Favorable tax structures
One of the causes of the growing difference is the current tax system in which people with wealth and top incomes pay proportionately less tax. Inheritance and gift taxes also contribute to wealth inequality, mainly due to the so-called ‘business succession scheme’ (BOR). Through this scheme, intended to enable businesses to continue, people pay much less tax than with inheritance or gift tax without BOR. Furthermore, wealthy people can make more use of favorable tax structures and they more often have the means to obtain advice on this, the researchers report.
Marijnissen thinks it is impossible. ,,After the US, the Netherlands has the greatest wealth inequality in the entire Western world,” she says indignantly in the run-up to the elections.
It’s not the first time she’s started talking about this. She and the SP did not come up with that themselves. And she has a solid source. She relies on a 2018 report from the OECD (Organization for Economic Co-operation and Development), an organization in which 36 Western countries discuss economic and social policies.

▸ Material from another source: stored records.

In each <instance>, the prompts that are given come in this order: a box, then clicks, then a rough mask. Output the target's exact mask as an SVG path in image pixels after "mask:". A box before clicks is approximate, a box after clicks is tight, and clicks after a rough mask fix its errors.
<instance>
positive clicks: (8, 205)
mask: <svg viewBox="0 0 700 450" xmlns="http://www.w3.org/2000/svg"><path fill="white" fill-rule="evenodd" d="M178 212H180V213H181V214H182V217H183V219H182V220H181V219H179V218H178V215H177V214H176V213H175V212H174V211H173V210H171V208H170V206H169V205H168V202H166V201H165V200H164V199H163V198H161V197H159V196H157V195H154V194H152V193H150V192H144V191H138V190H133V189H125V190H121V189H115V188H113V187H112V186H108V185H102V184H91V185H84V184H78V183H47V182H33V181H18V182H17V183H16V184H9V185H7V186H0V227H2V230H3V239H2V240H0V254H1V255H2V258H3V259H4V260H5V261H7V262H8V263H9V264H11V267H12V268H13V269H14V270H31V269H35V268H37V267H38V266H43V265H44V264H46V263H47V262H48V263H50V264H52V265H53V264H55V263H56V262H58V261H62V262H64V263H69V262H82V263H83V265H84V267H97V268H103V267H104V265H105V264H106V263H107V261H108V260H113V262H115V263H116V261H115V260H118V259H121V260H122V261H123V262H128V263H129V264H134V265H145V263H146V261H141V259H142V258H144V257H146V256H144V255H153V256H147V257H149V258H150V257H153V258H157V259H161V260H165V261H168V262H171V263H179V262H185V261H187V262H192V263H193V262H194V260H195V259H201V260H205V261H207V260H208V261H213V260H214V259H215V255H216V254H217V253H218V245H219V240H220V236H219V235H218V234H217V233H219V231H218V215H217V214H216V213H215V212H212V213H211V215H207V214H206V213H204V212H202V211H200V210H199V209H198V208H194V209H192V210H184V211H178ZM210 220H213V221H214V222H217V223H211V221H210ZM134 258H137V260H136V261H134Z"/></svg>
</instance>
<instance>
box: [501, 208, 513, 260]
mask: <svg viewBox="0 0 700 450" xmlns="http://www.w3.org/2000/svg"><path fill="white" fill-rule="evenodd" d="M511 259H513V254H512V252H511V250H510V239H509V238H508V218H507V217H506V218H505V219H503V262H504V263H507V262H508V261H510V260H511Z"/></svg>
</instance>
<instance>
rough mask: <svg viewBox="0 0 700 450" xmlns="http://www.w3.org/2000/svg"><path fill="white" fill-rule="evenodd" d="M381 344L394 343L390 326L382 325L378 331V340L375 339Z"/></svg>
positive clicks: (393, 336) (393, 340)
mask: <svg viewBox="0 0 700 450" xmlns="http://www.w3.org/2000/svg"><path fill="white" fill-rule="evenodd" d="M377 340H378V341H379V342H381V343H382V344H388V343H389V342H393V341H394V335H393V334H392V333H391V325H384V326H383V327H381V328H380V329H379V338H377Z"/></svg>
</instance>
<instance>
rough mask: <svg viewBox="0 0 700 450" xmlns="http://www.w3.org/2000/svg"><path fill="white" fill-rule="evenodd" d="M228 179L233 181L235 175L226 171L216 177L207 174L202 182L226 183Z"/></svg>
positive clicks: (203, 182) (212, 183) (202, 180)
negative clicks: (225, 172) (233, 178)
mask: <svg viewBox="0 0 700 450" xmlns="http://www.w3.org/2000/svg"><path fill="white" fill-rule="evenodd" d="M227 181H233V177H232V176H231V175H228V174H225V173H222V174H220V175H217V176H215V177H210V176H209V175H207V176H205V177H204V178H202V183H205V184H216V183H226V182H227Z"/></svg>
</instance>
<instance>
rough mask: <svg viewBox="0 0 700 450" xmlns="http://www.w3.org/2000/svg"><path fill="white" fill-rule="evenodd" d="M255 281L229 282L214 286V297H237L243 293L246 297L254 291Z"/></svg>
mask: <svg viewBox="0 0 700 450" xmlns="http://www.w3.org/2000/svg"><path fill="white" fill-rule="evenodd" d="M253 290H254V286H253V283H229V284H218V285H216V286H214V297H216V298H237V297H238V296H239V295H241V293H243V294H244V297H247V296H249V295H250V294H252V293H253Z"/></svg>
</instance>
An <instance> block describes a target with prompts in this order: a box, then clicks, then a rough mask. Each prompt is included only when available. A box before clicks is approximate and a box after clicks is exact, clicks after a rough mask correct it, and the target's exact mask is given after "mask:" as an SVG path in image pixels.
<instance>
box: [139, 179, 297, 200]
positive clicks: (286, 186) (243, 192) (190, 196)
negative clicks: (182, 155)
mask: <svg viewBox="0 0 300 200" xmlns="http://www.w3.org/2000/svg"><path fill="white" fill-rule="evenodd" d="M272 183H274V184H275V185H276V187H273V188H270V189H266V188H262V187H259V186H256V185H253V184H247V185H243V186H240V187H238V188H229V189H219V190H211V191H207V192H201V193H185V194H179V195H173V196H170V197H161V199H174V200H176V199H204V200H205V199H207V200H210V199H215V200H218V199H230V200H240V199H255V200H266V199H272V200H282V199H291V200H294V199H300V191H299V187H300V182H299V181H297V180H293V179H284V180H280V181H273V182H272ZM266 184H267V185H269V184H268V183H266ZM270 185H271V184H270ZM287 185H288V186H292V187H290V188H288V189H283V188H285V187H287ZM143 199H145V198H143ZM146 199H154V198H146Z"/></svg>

It has been calculated that the wealth inequality of Dutch households is greater than that of all the other 35 countries, with the exception of the United States. Only there is the difference between the richest and the poorest even greater.
Pension assets
Marijnissen says what the OECD says. But that’s not the whole story. Because the countries do not all use the same calculation methods, calculations and definitions, it is difficult to calculate an i very preciselyto make an international comparison of wealth inequality. For example, differences in provisions and income support measures per country are not taken into account.
Such as pension assets. While in most countries people have to raise their own pension, the Netherlands (and this also applies to Denmark, which is in third place in the OECD list) has a extensive collective pension provision. However, this is not taken into account because people do not directly own that capital and cannot give it to someone else.
But that does matter quite a bit. Pension assets account for almost half of total assets, according to figures from Statistics Netherlands. If it is included, the Netherlands will end up in the middle of the OECD countries, he said Chief economist Peter Hein van Mulligen of CBS wrote in the AD earlier this month.
‘Characteristic of a healthy, competitive economy’
In fact, there is no question that the Netherlands has the greatest wealth inequality in the Western world after the US. Nevertheless, the Hague working group concluded that the prosperity in our country is ‘even more unfairly distributed than thought’. In In the research report ‘Lights off, spotlight on: the wealth distribution’, the working group notes, among other things, the following:
‘Having wealth and a certain degree of wealth inequality is, according to the researchers, quite a characteristic of a healthy, competitive economy.’ And: ‘Entrepreneurial capacity has great social value’, the working group states, ‘when this capacity is located in companies that provide employment and when this capacity is used to respond to challenges of the future, such as sustainability.’
But eand excessive wealth inequality also has negative effects on the economy and society, according to the researchers. ‘Too high a concentration of wealth among a small group of households can lead to economic and political power (…), to the enrichment of private interests that do not necessarily contribute to social interests (…) and to disproportionate influence of these group on public opinion and political decision-making’.
Conclusion:
Lilian Marijnissen’s statement that wealth equality in the Netherlands is the second highest the Western world is, is not strictly speaking correct.